La federación de pequeñas y medianas empresas de Mallorca (Pimem), la Unión de Asociaciones de Trabajadores y Emprendedores por cuenta propia (UATAE) y la Asociación de Empresas Pequeñas y Medias de Mallorca (PIMECO) han pedido medidas para evitar el “colapso” del comercio tradicional en la isla debido a aumento de los precios de alquiler.
En una declaración publicada por Pimem, las tres organizaciones advirtieron que, según los datos publicados en marzo pasado por la agencia fiscal, las Islas Baleares son la región donde la región Precios más altos se pagan por locales comerciales. Esto aumenta a 21.4 euros por metro cuadrado, seguido de Madrid (17.68 euros/m2) y Cataluña (13.23 euros/m2). En el caso de las oficinas, Madrid encabeza la clasificación con 17.71 euros/m², por delante de Cataluña (16.80/m²) y las islas Balear (14.87/m²).
Según los datos citados por Pimem, el alquiler promedio de locales comerciales, oficinas y almacenes industriales ha aumentado en un 18,6% entre 2020 y 2023 y más de 20% en cinco años a nivel nacional. Según Uatae, en España En general, los trabajadores por cuenta propia gastan entre el 25% y el 50% de sus ingresos netos en pagar el alquiler por sus locales, una carga que se ha convertido en un peso insoportable para la viabilidad de miles de empresas.
‘Las consecuencias de esta situación aparentemente imparable se reflejan en miles de persianas cerradas: En el último año, más de 10,000 empresas han cerrado en España, que es equivalente a un promedio de 38 por día‘, dijo el presidente de Uatae en los Baleares, Jeroni Valcaneras. Uatae ha insistido en que esta situación “no es temporal, sino estructural”.

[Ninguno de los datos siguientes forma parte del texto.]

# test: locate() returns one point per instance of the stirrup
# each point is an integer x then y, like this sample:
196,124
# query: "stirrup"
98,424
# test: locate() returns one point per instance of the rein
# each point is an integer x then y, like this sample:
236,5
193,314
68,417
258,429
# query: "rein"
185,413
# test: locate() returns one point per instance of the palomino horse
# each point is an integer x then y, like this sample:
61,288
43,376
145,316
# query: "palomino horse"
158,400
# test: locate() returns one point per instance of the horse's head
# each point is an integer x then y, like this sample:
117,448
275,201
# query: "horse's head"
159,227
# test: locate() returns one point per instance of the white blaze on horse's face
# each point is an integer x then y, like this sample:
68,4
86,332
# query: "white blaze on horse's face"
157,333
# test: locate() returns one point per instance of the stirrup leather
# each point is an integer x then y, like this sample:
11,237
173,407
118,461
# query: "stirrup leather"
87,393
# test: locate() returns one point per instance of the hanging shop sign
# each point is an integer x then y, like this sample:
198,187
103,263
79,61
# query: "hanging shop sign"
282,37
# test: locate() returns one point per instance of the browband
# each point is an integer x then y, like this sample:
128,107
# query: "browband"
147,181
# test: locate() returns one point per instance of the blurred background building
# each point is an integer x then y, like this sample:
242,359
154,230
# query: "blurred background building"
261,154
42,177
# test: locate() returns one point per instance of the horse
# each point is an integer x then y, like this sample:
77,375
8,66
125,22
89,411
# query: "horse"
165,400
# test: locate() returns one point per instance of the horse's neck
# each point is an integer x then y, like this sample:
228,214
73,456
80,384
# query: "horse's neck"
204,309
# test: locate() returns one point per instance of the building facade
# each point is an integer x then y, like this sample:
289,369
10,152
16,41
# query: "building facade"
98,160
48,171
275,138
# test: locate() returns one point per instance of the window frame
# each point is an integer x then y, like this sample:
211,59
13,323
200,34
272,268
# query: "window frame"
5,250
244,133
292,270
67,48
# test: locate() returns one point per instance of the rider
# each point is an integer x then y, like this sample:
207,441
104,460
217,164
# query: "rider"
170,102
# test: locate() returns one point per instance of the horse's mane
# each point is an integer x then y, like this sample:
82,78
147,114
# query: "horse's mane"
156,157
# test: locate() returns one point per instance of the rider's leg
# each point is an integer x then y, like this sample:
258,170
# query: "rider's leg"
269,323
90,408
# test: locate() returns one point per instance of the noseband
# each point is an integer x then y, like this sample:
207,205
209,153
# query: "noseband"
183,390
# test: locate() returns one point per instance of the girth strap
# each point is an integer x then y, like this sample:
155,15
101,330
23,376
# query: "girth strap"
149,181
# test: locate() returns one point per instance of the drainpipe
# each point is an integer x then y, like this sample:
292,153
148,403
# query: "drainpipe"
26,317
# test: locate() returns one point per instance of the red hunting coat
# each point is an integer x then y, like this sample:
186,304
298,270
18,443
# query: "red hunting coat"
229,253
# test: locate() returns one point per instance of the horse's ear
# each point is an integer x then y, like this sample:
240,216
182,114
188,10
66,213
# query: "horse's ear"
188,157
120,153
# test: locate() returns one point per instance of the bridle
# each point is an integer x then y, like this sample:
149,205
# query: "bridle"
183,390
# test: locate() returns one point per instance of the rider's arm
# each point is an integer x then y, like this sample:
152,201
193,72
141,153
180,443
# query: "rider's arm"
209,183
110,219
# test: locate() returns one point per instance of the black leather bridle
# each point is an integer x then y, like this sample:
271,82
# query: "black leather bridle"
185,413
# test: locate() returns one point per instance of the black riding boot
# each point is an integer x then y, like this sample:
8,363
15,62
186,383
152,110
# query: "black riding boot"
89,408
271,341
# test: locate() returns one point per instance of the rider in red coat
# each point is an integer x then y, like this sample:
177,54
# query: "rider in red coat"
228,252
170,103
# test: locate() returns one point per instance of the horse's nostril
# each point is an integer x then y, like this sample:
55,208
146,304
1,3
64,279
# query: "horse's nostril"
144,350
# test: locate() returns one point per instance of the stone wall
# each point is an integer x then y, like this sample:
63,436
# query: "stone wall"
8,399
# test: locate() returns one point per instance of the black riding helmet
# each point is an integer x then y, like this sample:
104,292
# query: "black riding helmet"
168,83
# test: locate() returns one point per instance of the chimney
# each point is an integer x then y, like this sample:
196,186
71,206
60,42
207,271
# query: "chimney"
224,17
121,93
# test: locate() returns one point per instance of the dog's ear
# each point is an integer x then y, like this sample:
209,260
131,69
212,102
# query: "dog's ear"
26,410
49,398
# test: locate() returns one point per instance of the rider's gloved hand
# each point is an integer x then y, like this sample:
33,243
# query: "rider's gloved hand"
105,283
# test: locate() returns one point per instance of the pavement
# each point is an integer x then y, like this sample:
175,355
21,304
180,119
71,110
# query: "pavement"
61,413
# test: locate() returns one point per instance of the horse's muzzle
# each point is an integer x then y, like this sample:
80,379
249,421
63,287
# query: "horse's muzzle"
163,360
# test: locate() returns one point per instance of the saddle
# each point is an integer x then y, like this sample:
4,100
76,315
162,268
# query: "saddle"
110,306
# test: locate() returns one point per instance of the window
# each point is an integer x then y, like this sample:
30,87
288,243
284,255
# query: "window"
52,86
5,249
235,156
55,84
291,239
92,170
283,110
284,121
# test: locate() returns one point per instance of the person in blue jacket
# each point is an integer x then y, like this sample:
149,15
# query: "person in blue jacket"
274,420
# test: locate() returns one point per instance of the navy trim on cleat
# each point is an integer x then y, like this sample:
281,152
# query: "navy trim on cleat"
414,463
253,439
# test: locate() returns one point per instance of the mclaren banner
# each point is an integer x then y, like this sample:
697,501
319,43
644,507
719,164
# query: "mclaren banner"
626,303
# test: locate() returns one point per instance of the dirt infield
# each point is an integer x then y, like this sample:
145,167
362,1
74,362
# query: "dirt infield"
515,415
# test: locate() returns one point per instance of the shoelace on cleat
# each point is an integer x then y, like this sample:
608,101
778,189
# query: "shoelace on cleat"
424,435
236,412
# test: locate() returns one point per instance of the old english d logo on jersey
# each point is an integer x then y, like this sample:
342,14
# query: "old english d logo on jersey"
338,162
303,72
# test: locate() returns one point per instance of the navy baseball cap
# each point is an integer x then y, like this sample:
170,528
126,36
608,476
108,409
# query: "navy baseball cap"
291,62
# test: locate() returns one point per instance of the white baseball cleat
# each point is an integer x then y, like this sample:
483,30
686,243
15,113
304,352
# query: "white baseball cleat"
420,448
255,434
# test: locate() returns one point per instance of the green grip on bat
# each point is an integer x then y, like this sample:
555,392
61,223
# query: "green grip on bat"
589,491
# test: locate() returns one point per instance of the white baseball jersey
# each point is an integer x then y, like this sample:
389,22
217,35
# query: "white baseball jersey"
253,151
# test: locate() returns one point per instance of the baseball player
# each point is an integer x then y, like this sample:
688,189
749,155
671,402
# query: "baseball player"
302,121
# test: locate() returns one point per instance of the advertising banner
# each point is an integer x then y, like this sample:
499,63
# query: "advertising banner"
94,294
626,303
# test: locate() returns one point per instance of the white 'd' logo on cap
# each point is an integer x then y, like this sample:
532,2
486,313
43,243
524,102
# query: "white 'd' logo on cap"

“Hemos estado advirtiendo durante años que el aumento de los alquileres, especialmente en las zonas urbanas estresadas, se han convertido en una de las principales amenazas para el trabajo por cuenta propia y el comercio local”, dijo su presidente. Uatae ha pedido ‘medidas urgentes para evitar el colapso de las pequeñas empresas’, como la regulación de los alquileres comerciales en las áreas bajo presiónLa extensión de los subsidios de alquiler directo, los límites de la liberalización de las horas de apertura para grandes tiendas y una estrategia digital específica para las empresas locales.

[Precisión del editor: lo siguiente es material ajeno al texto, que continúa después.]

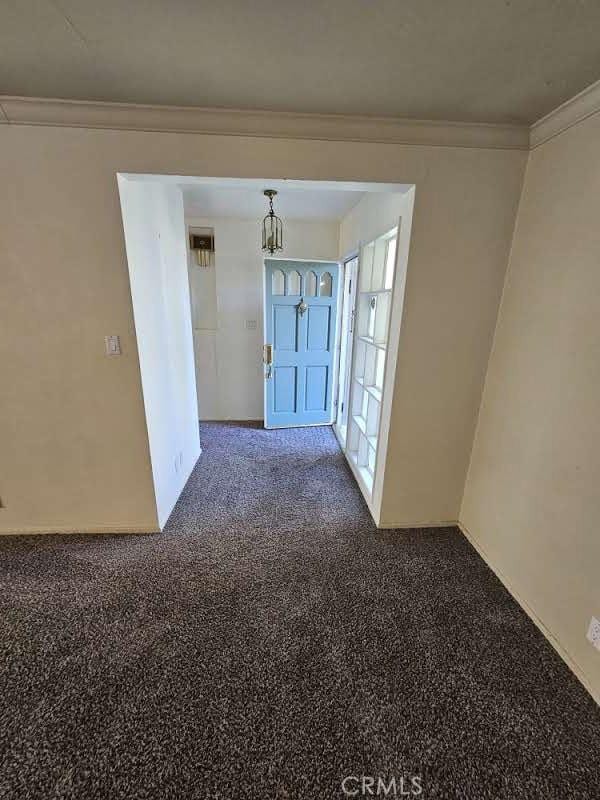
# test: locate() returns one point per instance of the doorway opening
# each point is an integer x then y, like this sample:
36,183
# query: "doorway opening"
305,338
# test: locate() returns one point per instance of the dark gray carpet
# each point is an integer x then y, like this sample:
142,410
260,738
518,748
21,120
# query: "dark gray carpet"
272,642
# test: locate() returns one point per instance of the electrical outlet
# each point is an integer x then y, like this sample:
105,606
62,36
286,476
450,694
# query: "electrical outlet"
593,634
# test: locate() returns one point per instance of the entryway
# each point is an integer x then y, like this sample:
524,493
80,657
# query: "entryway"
301,310
304,336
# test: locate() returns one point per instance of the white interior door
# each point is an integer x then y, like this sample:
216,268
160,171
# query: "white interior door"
350,269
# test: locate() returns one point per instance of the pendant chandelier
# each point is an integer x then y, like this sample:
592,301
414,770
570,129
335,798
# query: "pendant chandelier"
272,227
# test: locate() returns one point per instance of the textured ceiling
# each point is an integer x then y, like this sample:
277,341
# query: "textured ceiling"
216,201
465,60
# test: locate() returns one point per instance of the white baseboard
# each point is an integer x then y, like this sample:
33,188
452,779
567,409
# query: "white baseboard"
405,525
539,623
82,529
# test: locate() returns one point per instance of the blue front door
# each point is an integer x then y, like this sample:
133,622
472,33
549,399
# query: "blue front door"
300,322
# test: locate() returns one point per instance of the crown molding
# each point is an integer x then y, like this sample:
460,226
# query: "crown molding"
271,124
580,107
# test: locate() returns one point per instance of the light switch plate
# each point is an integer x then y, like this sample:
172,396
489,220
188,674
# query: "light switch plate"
112,345
593,635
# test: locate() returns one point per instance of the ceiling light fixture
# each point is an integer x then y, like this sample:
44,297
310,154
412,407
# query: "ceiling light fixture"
272,227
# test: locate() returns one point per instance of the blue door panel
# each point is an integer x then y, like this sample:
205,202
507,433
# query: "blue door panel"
284,327
284,390
317,323
300,320
316,388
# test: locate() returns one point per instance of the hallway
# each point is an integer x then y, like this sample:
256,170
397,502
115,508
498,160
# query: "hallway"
271,642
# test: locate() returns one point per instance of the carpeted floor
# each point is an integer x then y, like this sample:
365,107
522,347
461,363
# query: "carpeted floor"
272,642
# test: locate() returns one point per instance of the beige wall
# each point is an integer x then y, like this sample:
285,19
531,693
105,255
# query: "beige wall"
463,218
532,498
154,228
74,443
230,372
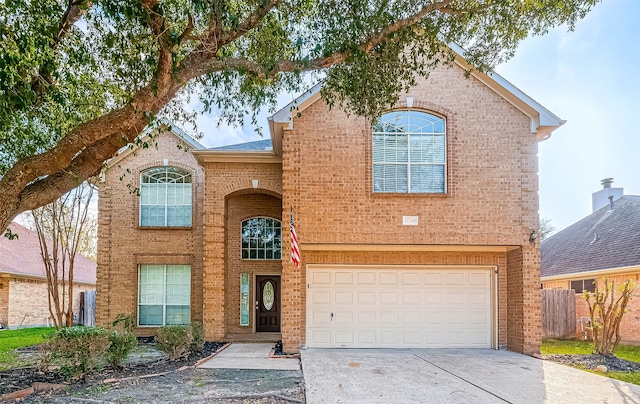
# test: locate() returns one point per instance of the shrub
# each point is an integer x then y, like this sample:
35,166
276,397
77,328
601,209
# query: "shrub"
174,340
122,343
197,332
79,349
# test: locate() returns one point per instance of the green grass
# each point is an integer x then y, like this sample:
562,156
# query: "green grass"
10,340
566,347
577,347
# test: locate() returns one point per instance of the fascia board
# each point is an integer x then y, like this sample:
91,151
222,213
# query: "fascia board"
224,156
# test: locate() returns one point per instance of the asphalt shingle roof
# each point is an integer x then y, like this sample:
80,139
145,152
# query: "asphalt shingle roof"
22,257
603,240
249,146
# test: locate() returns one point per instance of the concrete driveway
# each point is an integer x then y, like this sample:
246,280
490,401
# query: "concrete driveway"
451,376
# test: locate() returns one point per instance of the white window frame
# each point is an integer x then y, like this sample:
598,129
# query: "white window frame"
273,249
164,294
409,163
187,178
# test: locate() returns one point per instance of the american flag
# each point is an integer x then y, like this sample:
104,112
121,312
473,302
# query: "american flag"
295,250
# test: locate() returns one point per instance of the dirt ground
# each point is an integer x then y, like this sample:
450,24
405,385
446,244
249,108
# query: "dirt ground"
148,377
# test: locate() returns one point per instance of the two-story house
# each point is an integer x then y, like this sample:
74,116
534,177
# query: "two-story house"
415,230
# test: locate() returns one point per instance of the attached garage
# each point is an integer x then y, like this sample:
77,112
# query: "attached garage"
401,307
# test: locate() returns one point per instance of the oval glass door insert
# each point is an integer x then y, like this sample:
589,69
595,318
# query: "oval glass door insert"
268,296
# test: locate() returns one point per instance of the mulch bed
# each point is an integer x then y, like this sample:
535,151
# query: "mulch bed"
18,379
591,362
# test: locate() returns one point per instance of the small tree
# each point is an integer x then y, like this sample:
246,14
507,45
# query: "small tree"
62,228
606,314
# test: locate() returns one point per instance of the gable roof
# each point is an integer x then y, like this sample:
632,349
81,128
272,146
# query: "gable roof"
22,257
255,145
543,121
605,239
171,128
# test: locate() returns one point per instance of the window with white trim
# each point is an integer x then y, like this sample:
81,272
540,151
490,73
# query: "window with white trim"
261,239
409,153
165,197
581,285
164,294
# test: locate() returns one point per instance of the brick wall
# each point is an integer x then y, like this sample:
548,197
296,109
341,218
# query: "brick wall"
491,198
29,302
123,245
4,299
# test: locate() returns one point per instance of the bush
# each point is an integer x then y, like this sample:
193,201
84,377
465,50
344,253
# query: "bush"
177,341
122,343
197,332
79,349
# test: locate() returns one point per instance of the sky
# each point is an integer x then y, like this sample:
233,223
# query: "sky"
589,77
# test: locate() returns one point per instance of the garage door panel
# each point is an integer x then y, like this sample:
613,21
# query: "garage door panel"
399,308
388,278
342,317
344,278
366,278
344,297
320,297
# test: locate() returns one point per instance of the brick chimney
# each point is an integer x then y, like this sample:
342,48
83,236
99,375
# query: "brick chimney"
606,195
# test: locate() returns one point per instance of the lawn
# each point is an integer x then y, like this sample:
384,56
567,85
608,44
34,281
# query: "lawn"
577,347
13,339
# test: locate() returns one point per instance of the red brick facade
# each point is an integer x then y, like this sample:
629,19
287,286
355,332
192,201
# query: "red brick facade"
325,176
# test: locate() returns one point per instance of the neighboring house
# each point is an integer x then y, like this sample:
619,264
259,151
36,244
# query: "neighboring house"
23,283
414,231
605,244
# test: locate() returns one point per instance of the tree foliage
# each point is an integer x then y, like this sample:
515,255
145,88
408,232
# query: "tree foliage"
79,79
606,312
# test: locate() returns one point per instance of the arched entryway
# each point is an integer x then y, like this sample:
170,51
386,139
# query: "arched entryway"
253,265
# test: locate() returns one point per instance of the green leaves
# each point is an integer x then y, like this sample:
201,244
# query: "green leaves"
65,64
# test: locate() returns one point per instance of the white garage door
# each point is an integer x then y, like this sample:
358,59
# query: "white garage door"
399,307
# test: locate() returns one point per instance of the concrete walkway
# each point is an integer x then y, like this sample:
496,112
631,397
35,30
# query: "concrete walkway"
249,356
451,376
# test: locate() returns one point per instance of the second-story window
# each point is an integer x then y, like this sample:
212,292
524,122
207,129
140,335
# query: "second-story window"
409,153
261,239
165,197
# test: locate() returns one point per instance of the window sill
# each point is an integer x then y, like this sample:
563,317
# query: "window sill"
410,194
165,227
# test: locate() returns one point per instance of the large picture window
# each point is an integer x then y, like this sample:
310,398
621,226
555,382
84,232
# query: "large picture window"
261,239
164,295
409,153
165,197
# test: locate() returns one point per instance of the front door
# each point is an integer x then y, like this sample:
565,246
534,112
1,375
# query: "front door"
267,303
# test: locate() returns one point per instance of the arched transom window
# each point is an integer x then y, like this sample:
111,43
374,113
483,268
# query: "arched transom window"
261,239
409,153
165,197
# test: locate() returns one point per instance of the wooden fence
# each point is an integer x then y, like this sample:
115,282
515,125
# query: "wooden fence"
558,313
88,308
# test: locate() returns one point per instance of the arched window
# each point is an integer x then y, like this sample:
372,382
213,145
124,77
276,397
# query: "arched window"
409,153
261,239
165,197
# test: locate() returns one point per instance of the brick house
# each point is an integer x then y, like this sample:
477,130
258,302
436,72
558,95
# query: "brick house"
602,245
414,230
24,300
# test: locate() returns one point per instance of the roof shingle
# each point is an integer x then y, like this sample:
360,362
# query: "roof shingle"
603,240
22,257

Para Valcaneras, se trata de “no permitir que la especulación de la propiedad destruya el trabajo por cuenta propia”. “Las políticas públicas deben poner a las pequeñas empresas en el centro, con regulación, apoyo y herramientas para evitar que se mueran”, afirmó. El presidente de Pimeco, Carolina Domingo, cree que lo que las pequeñas empresas necesitan es la ‘estabilidad’ y no ‘intervención de mercado rígido‘.
‘Estamos comprometidos con contratos de al menos cinco años que brindan seguridad a ambas partes. Cuando se trata de renovaciones o terminaciones, los que ya están allí deben tenerse en cuenta ‘, enfatizó. La asociación también consideró “esencial” que los propietarios no pudieran incluir “cláusulas abusivas” o cláusulas de “renovación preferencial” para aquellos que cumplen, dando oportunidades a aquellos que ya están allí y, si esto no es posible, priorizando las empresas icónicas que llevan a cabo la misma actividad.
Domingo también destacó la necesidad de crear incentivos fiscales para ‘propietarios responsables’ que están comprometidos con el comercio local. La Asociación de Restaurantes Pimem, por su parte, argumentó que más allá de los alquileres altos, el peligro para la viabilidad del negocio se produce cuando es hora de renovar el contrato de arrendamiento “. ‘Los aumentos aplicados por ciertos propietarios van más allá del IPC; Estamos hablando de aumentos que hacen imposible que los restaurantes continúen ‘, dijo el presidente de la asociación, César Amable.
Según Amable, “la preocupación entre los restauradores ha llegado al punto en que buscan nuevas instalaciones dos o tres años antes del final de su contrato de miedo, y en muchos casos con certeza, que el aumento será inasequible”.